The European Union put reform of the World Trade Organization at the heart of its trade strategy for the next decade on Thursday (February 18), saying global rules on commerce must be greener, take more account of state subsidies and be enforced.
The 27-nation bloc’s executive body also said it would seek to work with President Joe Biden’s U.S. administration to address a crisis of confidence in the WTO, where settlement of trade conflicts and negotiations are deadlocked.
The European Commission, which oversees EU trade policy, is making combating climate change a central part of its new “open, sustainable and assertive” strategy. It wants to incorporate green action into trade deals and also wants a more environmentally conscious WTO.
This could include liberalisation of trade in certain green goods and services, or agreements to reduce fossil fuel subsidies.
The Commission said it was encouraged by Monday’s appointment of Nigerian Ngozi Okonjo-Iweala as the first woman and the first African to head the WTO.

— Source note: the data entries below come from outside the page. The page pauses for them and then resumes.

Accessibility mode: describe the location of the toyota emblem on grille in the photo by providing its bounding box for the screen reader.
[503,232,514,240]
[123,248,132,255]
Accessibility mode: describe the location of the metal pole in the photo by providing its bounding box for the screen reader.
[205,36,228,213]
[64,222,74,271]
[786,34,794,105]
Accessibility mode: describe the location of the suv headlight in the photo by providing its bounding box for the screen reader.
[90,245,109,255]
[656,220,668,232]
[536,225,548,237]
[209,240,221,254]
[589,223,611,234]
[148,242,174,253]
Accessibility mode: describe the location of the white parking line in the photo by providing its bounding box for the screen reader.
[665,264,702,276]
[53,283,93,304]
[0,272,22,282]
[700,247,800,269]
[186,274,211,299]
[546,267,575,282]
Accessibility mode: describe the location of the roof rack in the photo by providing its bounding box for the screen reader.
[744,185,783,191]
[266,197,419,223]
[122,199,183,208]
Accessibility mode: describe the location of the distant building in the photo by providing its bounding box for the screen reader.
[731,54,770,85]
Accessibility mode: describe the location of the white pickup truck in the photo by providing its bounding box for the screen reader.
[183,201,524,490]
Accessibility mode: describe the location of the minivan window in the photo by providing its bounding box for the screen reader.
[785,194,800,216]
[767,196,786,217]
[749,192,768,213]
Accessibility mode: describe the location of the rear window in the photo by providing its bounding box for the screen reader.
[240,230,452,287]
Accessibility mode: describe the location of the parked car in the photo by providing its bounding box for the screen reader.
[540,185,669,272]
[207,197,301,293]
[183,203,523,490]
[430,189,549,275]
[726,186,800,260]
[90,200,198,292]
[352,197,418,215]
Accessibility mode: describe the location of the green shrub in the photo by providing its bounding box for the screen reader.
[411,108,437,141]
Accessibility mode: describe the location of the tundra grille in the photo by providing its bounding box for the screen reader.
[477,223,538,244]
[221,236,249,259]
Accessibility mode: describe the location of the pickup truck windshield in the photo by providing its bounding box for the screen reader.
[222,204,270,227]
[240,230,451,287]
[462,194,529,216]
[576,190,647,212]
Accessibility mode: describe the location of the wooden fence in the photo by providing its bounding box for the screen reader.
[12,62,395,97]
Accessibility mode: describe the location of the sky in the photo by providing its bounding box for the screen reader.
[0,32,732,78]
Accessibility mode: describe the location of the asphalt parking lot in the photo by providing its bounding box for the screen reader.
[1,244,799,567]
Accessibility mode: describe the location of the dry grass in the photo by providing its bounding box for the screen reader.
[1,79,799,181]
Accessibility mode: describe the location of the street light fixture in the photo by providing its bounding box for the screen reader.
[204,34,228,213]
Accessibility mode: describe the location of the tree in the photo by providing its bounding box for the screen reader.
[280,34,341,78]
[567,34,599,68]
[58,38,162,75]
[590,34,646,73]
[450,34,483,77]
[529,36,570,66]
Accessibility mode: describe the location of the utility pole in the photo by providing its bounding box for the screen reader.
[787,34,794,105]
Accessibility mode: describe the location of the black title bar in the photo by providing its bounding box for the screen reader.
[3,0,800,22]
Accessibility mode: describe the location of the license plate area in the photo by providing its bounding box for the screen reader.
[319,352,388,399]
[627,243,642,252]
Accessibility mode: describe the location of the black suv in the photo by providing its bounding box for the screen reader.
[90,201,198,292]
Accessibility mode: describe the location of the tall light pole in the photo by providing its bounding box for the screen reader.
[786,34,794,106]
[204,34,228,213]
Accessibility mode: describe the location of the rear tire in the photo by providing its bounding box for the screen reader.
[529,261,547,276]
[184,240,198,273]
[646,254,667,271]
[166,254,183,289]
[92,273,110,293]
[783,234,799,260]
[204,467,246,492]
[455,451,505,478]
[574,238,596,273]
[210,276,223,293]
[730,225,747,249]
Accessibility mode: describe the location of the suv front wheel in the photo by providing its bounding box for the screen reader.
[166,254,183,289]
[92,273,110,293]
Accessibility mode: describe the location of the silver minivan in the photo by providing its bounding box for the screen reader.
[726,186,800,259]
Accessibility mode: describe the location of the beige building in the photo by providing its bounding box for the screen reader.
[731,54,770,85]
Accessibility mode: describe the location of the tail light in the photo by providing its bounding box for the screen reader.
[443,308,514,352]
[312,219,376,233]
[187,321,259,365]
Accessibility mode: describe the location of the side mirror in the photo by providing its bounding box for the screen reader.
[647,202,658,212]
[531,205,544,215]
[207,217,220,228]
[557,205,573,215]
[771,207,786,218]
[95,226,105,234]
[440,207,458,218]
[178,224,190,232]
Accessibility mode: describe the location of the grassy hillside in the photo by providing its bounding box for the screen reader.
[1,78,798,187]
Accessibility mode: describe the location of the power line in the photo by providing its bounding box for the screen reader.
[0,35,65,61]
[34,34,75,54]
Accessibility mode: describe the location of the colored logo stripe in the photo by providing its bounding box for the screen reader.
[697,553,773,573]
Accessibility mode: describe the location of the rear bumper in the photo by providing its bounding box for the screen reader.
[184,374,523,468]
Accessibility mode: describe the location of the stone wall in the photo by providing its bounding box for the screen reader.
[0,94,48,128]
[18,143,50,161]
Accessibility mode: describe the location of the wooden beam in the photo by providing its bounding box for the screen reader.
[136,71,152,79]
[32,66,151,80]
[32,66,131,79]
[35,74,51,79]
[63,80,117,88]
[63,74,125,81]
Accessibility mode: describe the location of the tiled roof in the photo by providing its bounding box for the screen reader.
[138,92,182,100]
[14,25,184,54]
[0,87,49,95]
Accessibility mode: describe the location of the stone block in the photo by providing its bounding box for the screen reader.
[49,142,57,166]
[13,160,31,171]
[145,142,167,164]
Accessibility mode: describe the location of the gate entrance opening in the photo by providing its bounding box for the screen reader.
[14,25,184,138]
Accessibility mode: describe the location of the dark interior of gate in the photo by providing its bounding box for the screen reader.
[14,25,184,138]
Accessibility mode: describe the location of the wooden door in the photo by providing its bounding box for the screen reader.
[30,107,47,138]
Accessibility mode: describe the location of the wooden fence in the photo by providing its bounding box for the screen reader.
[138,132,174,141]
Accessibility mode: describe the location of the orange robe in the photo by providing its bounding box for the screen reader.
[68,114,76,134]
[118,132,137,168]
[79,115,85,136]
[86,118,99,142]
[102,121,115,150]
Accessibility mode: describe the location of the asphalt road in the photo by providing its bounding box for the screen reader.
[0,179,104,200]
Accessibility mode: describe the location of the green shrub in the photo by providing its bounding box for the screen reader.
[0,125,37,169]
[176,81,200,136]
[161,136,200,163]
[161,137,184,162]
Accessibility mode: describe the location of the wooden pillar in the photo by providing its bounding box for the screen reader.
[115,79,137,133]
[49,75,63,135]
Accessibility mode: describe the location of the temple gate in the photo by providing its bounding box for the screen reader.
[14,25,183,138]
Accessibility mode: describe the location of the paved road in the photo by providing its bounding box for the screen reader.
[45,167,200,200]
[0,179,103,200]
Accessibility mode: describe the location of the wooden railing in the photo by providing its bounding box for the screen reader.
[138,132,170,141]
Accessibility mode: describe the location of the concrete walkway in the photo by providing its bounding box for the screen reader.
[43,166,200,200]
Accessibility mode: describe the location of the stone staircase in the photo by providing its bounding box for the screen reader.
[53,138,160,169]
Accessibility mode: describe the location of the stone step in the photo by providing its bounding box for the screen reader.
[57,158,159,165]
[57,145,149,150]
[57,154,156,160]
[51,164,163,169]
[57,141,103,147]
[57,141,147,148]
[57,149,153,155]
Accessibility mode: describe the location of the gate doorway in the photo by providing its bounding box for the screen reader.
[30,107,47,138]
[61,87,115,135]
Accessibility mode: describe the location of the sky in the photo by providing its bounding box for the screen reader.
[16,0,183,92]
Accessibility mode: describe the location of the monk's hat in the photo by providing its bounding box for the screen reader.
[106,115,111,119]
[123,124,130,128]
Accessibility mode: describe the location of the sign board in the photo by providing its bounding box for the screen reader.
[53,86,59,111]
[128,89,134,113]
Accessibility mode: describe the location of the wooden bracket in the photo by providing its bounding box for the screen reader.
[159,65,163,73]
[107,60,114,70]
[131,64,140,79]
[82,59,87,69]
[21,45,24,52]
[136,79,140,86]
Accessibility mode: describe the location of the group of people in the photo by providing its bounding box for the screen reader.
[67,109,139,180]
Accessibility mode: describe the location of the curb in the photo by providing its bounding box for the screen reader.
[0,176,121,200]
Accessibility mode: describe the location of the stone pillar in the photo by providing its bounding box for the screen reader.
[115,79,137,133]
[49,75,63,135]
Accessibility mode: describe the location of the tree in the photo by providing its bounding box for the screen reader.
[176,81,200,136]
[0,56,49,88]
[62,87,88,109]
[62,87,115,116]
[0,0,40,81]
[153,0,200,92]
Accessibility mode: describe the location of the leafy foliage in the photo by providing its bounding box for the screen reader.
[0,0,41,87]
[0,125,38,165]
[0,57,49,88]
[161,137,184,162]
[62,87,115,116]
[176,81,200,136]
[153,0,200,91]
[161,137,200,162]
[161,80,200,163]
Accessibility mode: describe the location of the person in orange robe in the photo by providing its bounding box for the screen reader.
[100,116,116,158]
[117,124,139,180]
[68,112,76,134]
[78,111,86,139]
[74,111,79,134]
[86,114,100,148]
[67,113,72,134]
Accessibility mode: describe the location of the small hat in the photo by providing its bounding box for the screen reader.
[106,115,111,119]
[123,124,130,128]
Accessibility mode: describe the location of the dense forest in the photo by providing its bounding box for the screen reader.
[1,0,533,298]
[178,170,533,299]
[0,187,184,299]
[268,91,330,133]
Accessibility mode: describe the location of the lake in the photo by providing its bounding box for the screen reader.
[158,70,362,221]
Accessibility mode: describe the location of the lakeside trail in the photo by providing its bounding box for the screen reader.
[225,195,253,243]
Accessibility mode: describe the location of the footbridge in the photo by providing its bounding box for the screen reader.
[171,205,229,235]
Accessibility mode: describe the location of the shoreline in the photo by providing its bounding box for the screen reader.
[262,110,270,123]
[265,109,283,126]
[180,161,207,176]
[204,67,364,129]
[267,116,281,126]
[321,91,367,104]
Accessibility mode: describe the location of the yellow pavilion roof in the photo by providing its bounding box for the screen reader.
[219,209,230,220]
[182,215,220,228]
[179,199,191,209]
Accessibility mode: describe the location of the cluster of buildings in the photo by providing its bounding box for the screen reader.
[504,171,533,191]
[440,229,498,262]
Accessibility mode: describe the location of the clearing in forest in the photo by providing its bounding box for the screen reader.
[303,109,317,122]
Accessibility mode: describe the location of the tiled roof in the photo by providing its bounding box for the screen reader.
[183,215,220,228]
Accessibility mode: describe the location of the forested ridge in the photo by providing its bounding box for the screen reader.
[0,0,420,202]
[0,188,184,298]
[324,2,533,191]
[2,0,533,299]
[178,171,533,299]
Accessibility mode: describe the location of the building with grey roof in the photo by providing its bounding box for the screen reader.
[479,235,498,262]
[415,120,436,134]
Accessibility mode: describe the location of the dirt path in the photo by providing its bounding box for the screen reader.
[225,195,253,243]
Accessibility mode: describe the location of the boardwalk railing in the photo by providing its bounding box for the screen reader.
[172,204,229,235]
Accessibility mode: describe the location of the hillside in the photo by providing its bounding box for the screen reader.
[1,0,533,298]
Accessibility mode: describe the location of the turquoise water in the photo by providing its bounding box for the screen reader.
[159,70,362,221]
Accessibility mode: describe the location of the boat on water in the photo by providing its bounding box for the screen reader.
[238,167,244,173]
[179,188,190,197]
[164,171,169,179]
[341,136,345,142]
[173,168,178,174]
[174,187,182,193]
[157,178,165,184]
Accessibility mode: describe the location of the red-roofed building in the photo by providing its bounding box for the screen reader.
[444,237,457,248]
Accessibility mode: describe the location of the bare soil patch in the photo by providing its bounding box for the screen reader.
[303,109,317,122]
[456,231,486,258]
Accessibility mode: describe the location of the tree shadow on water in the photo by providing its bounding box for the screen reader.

The EU executive said it would propose a set of WTO reforms focusing on sustainable development, which also includes gender and labour rights, and launch negotiations on new rules to avoid distortions to trade from state-owned enterprises.
It would also seek to restore the WTO’s Appellate Body, the ultimate arbiter on global trade, which was paralysed by the previous U.S. administration.
It said it hoped for an early signal from the United States that it wished to enter negotiations in good faith, which could restore confidence and lead to an agreement.
The EU’s “Trade for All” review of 2015, when critics focused on the planned EU-US Transatlantic Trade and Investment Partnership (TTIP), sought to show that free trade benefits consumers, workers and small companies, and to address the concerns of those who feel they are losing out from globalisation.
The new policy is largely a response to U.S. President Donald Trump’s retreat from globalisation into an “America First” approach.
The EU itself feels bruised by trade wars, Brexit and what it sees as unfair competition from China, which it perceives as a “systemic rival”, and is taking more assertive measures to enforce global trade rules and ensure a level playing field.